Os pais podem achar que falar sobre a crise financeira com crianças é perda de tempo, mas o educador e terapeuta financeiro Reinaldo Domingos defende que a partir dos 3 anos elas já conseguem entender que é preciso economizar.

Segundo o especialista, a crise é um momento único e propício para reconstruir os hábitos dos filhos e diz que até conceitos mais complexos, como o de juros, podem ser ensinados para os maiores de 7 anos.

Veja as dicas do educador financeiro para abordar o tema com as crianças e ensiná-las a conter gastos:

1. Inclua os filhos nas discussões familiares

A crianças deve participar das conversas em que planejamento financeiro da família é discutido.

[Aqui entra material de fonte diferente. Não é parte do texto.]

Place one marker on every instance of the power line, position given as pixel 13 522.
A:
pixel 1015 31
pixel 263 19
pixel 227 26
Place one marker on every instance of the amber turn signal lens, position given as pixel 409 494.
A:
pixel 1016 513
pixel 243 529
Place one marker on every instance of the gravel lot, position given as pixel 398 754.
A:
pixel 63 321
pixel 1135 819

As novas escolhas e prioridades têm de ser informadas aos filhos.

2. Aborde o tema com exemplos lúdicos

Apostar no lúdico é a melhor saída. Na hora de começar a conversar sobre o assunto com a criança, o especialista sugere artifícios como histórias em quadrinhos e livros infantis em que a situação de crise financeira é retratada de alguma forma.

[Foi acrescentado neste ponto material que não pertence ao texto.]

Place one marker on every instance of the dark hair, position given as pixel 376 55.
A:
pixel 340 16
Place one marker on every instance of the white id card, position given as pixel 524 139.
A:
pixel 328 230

3. Peça que a criança desenhe seus sonhos materiais

Outra sugestão lúdica é pedir para que as crianças retratarem seus sonhos – que podem incluir coisas materiais – em desenho, para depois seguir para os passos seguintes.

4. Ensine a reconstruir hábitos

Algumas trocas têm de ser feitas”, explica Reinaldo. Mostre à criança que água, eletricidade e até doces valem dinheiro e ensine como economizar reconstruindo hábitos, como apagar a luz do cômodo que não está sendo usado e fechar a torneira ao escovar os dentes.

É necessário provar para a criança que a economia vale a pena. Depois de algum tempo mantendo os novos hábitos, dê a ela algo que queira bastante, como por exemplo algum brinquedo que tenha sido desenhado anteriormente

5. Engorde o cofrinho junto com a criança

Ensine seu filho a juntar moedas no cofrinho e depois, na companhia dele, vá até uma loja com o dinheiro poupado e compre algo que ele queira.

O educador financeiro explica que o dinheiro no cofre é simbólico e, portanto, não é necessário comprar algo do exato valor que foi poupado. As moedas podem servir como parte do pagamento.

“A criança começa a entender que economizar está enchendo o cofrinho e pode contribuir para a realização dos sonhos dela.”

6. Converse numa boa sobre a situação 
“Nada de fazer terrorismo”, defende Reinaldo. Ele acredita nas conversas amigáveis e sinceras para explicar a crise para as crianças.